PROJECTIONS OF energy trends over the past decade have been most notable for their inaccuracy. They nonetheless continue to be made, and among those that have tended to be least wrong are the analyses made each year by the International Energy Agency, whose 20 members represent most of Europe (except France and Warsaw Pact members), Australia, New Zealand and Japan, and North America. The analyses are intended only for internal government use and are therefore surprisingly frank. The 1979 version -- the first draft of which was completed in March -- presents a sobering forecast of oil shortages in the coming years and an urgent call for further government action to limit energy demand.

The IEA report is based first of all on detailed submissions made by each member nation. Together these yield an estimated need for imported oil by IEA members in 1985. IEA experts then make their own projections of available oil supply from OPEC and other producers, and of the import requirements of non-IEA nations. What the report finds is a projected gap -- between need and supply -- of two million to four million barrels a day in 1985, and as much as five million to eight million barrels a day in 1990.

Though these projected shortages are anything but heartening, the report is in one sense an optimistic analysis, for it makes no allowance for political upheavals in the oil-producing states. In the past decade the Middle East has seen more than its share of warfare and struggle. And it would't be farfetched to suppose that other turbulent, if unpredicted, events will occur in the years ahead.

Of course, as the report itself points out, the projected gap will never actually exist. It wil be closed by either very large oil price increases, sudden and painful economic adjustments (more commonly known as a recession), or (preferably) more determined conservation efforts.
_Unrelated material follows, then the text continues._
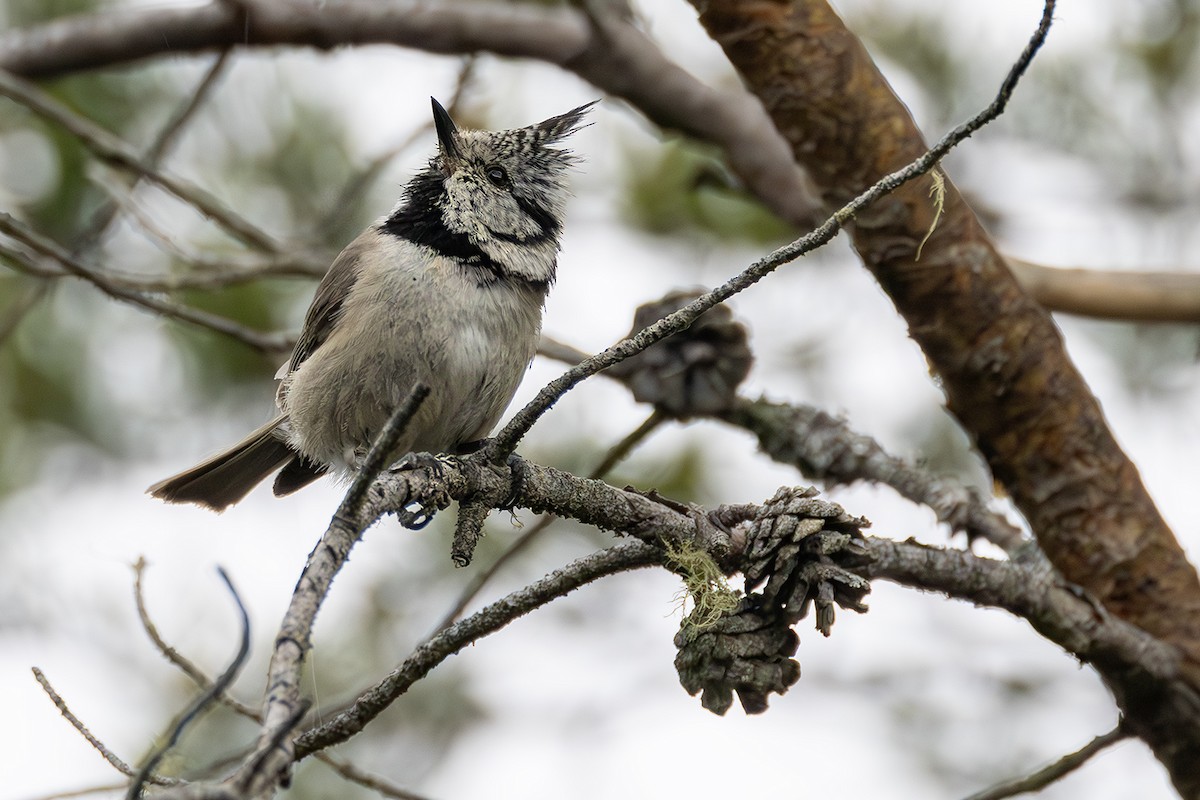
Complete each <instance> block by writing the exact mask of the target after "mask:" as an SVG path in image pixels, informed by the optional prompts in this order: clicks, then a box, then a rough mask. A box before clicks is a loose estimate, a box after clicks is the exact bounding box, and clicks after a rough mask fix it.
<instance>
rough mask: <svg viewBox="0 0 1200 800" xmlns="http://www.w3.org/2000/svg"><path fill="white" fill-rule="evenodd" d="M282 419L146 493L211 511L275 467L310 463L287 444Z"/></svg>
mask: <svg viewBox="0 0 1200 800" xmlns="http://www.w3.org/2000/svg"><path fill="white" fill-rule="evenodd" d="M286 419H287V417H284V416H283V415H280V416H277V417H275V419H274V420H271V421H270V422H268V423H266V425H264V426H263V427H260V428H259V429H257V431H254V432H253V433H251V434H250V435H248V437H246V438H245V439H242V440H241V441H239V443H238V444H235V445H234V446H232V447H229V449H228V450H224V451H222V452H218V453H217V455H216V456H212V457H211V458H209V459H206V461H204V462H202V463H199V464H197V465H196V467H193V468H191V469H188V470H185V471H182V473H180V474H179V475H173V476H172V477H168V479H167V480H164V481H158V482H157V483H155V485H154V486H151V487H150V488H149V489H146V493H148V494H151V495H154V497H156V498H158V499H161V500H166V501H167V503H194V504H197V505H202V506H204V507H206V509H211V510H212V511H224V510H226V509H227V507H229V506H232V505H233V504H234V503H236V501H238V500H241V499H242V498H244V497H246V495H247V494H248V493H250V491H251V489H252V488H254V487H256V486H258V485H259V483H260V482H262V481H263V479H265V477H266V476H268V475H270V474H271V473H274V471H276V470H277V469H280V468H283V467H287V468H288V469H289V470H290V471H293V473H294V471H296V470H295V468H301V467H302V465H307V464H310V462H308V461H307V459H306V458H302V457H301V456H300V455H299V453H296V451H295V450H293V449H292V447H289V446H288V444H287V441H286V437H284V432H283V425H284V422H286ZM293 462H295V464H293ZM322 473H324V469H319V468H317V469H310V470H307V471H306V475H305V477H307V480H305V481H304V483H307V482H310V481H313V480H316V479H317V477H319V476H320V475H322ZM293 483H294V481H293ZM304 483H300V486H302V485H304ZM287 488H288V489H289V491H295V489H296V488H299V486H294V485H289V486H288V487H287ZM278 489H280V487H276V494H286V493H288V492H280V491H278Z"/></svg>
The conclusions the IEA experts draw from the events of 1979 are that the "very serious adjustment probelms" previously predicted for the end of the decade "may well be with us now, on a continuing basis." The year 1979 also showed that a very small amount of excess demand in the world market has a disproportionately large effect on price, and that this trend will get worse as oil producers increasingly choose to manage their production more conservatively. Finally, the report concludes that a more stable and certain oil market is essential for economic growth in the West during the 1980s and that, in the time available, stability can come only from greater efforts to control oil demand.

The IEA's report is by no means a message of unrelieved gloom, for it makes clear that much more can be done. In fact, with relatively modest conservation goals, the projected oil shortage can be eliminated. For the United States the "fundamental imperative . . . is to ensure that consumers of energy get the right price signals": in other words, decontrol of oil prices and a gasoline tax that brings U.S. prices up to the world market level. Above all, what the report makes clear is that despite the major changes in energy use since 1974, what has been done so far is nowhere near enough -- not even close.